Written Answers. - Waste Management.

Proinsias De Rossa


54 Proinsias De Rossa asked the Minister for the Environment and Local Government the steps, if any, he will take to promote greater recycling of waste; if his attention has been drawn to the fact that there is now no kerbside collection of recyclable waste in Dublin; and if he will make a statement on the matter. [10023/00]

As outlined in my policy statement Changing our Ways, overall Government policy on waste management is committed to a dramatic reduction in reliance on landfill, in favour of an integrated waste management approach which will deliver ambitious waste recycling and recovery targets. These include recycling of 35% of municipal waste, recycling at least 50% of C&D waste within a five year period, with a progressive increase to at least 85% over 15 years, and the development of composting and other feasible biological treatment facilities capable of treating up to 300,000 tonnes of organic waste annually.

Local authorities have adopted or are currently engaged in finalising a range of regional and local waste management plans aimed at meeting these recovery targets. Typically, these plans incorporate proposals for household segregation and kerbside collection of organic waste and dry recyclables in urban areas; an extended network of "bring" facilities in rural areas; an increased network of civic amenity sites and waste transfer stations and a range of waste treatment and disposal facilities.

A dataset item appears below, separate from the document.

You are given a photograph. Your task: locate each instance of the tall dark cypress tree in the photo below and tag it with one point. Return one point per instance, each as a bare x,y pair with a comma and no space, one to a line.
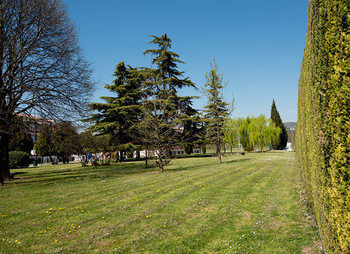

To support the delivery of improved waste management services and infrastructure under these plans, some £650 million is earmarked for capital investment in the development of waste management infrastructure under the National Development Plan 2000-2006. Of this, some £100 million in Exchequer-EU funding will be provided to support the development of requisite waste recovery infrastructure over the life of the plan.
The four local authorities in Dublin have adopted a comprehensive regional waste management plan which aims at ensuring the recycling and biological treatment of some 60% of municipal waste arisings, and are actively engaged in its implementation. In this regard, Dublin local authorities are currently finalising arrangements for the establishment, and progressive extension throughout the region, of household segregation and kerbside collection services for organic and dry recyclable materials. I understand that these arrangements, which will effectively subsume the service hitherto provided by Kerbside Dublin Limited, will be announced very shortly. Ultimately, it is intended that this new service will encompass some 80% of households in the region, and it will be supplemented by an extension of the current network of bring banks and the development of new civic amenity sites for the reception of green waste and bulky items, including white and brown goods.
It is my intention to further expand upon the policy issues and guidance outlined in Changing our Ways with the publication this year of a further policy statement focusing on waste minimisation, recycling and waste recovery generally. This policy document will address the factors and practical considerations which are relevant to the achievement of Government policy objectives and targets in this area, and will outline the scope of measures which will be undertaken in the interests of a sustained expansion in recycling performance.